Replacing back-channel certificate and key on an SP

If the back-channel certificates on an existing SP need to be replaced (e.g., due to the private key being possibly compromised or for any other reason), this sequence of steps does this key replacement without any impact on the users of the SP (i.e., login works through all the steps).

These instructions are strongly based on the Shibboleth Project SP Key Rollover instructions - but elaborate some of the generic steps into easy-to-follow guidelines.

In these instructions we assume the same certificate is used for both encryption and signing and we are replacing both of them.  Replacing the signing certificate is rather straightforward: in a similar way as when replacing the certificate for an IdP, publish multiple signing certificates in the federation metadata, and after sufficient delay for propagation, switch over the certificate used by the SP.  The difficulty is in handling the encryption key - the SP must be able to decrypt assertions encrypted with the new certificate already before the switch-over to the new key, while the new certificate is being propagated through the federation. 

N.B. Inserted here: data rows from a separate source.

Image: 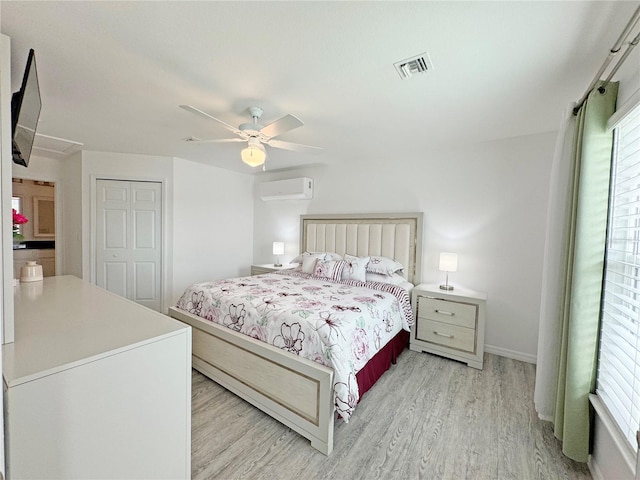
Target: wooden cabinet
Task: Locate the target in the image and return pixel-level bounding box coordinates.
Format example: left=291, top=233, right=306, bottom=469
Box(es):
left=2, top=276, right=191, bottom=479
left=251, top=263, right=298, bottom=275
left=410, top=284, right=487, bottom=369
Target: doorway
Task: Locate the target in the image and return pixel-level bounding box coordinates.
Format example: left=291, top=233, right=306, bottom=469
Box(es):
left=96, top=179, right=162, bottom=311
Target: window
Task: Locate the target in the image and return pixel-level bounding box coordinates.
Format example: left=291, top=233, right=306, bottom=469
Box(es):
left=596, top=103, right=640, bottom=451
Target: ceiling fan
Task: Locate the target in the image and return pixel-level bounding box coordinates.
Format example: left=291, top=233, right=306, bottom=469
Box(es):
left=180, top=105, right=322, bottom=167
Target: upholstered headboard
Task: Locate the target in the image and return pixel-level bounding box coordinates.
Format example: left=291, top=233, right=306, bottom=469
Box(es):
left=300, top=213, right=422, bottom=284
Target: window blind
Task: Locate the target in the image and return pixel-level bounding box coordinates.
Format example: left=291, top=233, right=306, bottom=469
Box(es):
left=596, top=103, right=640, bottom=451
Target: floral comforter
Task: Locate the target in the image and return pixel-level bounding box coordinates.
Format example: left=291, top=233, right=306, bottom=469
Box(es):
left=177, top=272, right=413, bottom=421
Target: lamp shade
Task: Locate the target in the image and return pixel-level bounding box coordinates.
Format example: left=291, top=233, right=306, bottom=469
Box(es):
left=438, top=252, right=458, bottom=272
left=240, top=139, right=267, bottom=167
left=273, top=242, right=284, bottom=255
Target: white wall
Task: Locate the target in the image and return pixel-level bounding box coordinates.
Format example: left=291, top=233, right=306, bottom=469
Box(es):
left=254, top=132, right=556, bottom=362
left=61, top=152, right=84, bottom=278
left=172, top=159, right=254, bottom=302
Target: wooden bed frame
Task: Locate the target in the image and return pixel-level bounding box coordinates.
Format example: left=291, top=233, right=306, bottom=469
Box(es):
left=169, top=213, right=422, bottom=455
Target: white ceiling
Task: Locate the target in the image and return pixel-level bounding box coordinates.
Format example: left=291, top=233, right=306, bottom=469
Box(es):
left=0, top=1, right=638, bottom=173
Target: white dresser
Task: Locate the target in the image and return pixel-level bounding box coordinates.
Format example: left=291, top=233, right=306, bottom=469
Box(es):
left=3, top=276, right=191, bottom=479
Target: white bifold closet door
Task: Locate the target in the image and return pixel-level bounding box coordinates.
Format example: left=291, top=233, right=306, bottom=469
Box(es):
left=96, top=180, right=162, bottom=311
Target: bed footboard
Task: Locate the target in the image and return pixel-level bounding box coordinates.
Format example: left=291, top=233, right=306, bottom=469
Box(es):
left=169, top=307, right=334, bottom=455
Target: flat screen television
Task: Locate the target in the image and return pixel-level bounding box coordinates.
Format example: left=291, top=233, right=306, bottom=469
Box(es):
left=11, top=49, right=42, bottom=167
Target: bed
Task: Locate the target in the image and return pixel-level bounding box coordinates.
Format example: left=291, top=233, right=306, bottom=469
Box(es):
left=169, top=213, right=422, bottom=455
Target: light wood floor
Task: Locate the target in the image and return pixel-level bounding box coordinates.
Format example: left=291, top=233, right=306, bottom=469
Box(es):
left=192, top=350, right=591, bottom=480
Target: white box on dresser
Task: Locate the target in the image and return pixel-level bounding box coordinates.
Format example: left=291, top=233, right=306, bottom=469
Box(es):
left=410, top=283, right=487, bottom=369
left=3, top=276, right=191, bottom=479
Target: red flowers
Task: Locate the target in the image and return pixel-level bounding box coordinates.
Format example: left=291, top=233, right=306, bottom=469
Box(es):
left=12, top=208, right=29, bottom=242
left=12, top=208, right=29, bottom=226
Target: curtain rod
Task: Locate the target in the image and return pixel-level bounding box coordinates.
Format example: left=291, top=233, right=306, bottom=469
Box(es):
left=573, top=7, right=640, bottom=115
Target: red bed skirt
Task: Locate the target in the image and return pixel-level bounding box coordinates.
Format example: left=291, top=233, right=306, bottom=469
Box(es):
left=356, top=330, right=409, bottom=399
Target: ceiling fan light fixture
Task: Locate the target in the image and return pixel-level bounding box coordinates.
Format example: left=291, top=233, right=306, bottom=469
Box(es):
left=240, top=139, right=267, bottom=167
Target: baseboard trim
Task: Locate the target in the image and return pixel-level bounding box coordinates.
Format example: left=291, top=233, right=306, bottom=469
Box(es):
left=587, top=455, right=606, bottom=480
left=484, top=345, right=538, bottom=364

Therefore, the sequence of steps is slightly more complex:

  1. Generate a new certificate and key-pair, under a different file name (more specifically, in a different directory):

    mkdir /etc/shibboleth/newcert
    cd /etc/shibboleth/newcert
    /etc/shibboleth/keygen.sh -u shibd -g shibd -h `hostname` -e https://`hostname`/shibboleth
    
    • Adjust the command-line accordingly if your hostname is different from the user-facing DNS name - or if you need a different entityID for some other reason.
  2. Add this newly generated key into your SP configuration explicitly as a decryption key ( use="encryption" ).
    • In /etc/shibboleth/shibboleth2.xml, below the existing <CredentialResolver> element, add:

      <CredentialResolver type="File" key="newcert/sp-key.pem" certificate="newcert/sp-cert.pem" use="encryption" />
      
  3. Add the new certificate into the federation metadata for both signing (both old and new certificates are trusted) and encryption (an IdP can encrypt the assertion sent to this SP using either old or new certificate).  The second part is now OK as the SP would be able to decrypt the assertion.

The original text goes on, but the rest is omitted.